Zerstoert auch unbetroffene warme Eintraege, erzeugt unnoetige Last durch Neuberechnung.
7Rolle von Message Queues?
Bei async.operations.all findet Invalidierung erst nach Consumer-Verarbeitung statt. Verzoegerter Consumer verzoegert die Invalidierung.

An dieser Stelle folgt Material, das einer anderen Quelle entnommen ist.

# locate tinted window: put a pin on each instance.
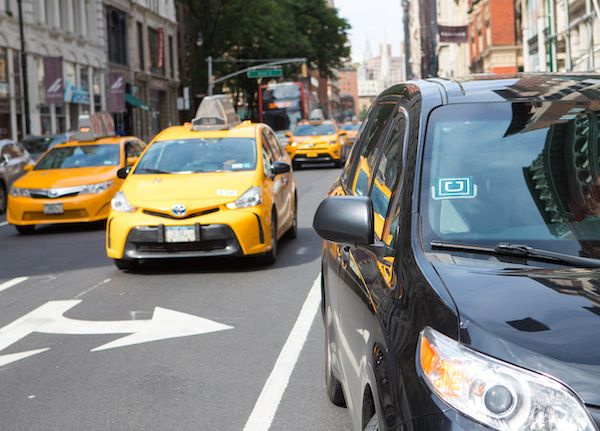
(83, 156)
(520, 173)
(199, 155)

8Cache-Eintraege zu einem Tag finden?
redis-cli SMEMBERS zc:ta:TAG_NAME, SCARD fuer nur die Anzahl bei grossen Sets.
9KEYS oder SCAN in Produktion?
Immer SCAN, cursor-basiert und nicht blockierend. KEYS in Produktion vermeiden.
10Redis-Invalidierung vs Varnish-Ban?
Zwei unabhaengige, parallele Mechanismen: Redis fuer den FPC-Speicher, Varnish fuer den vorgeschalteten HTTP-Cache.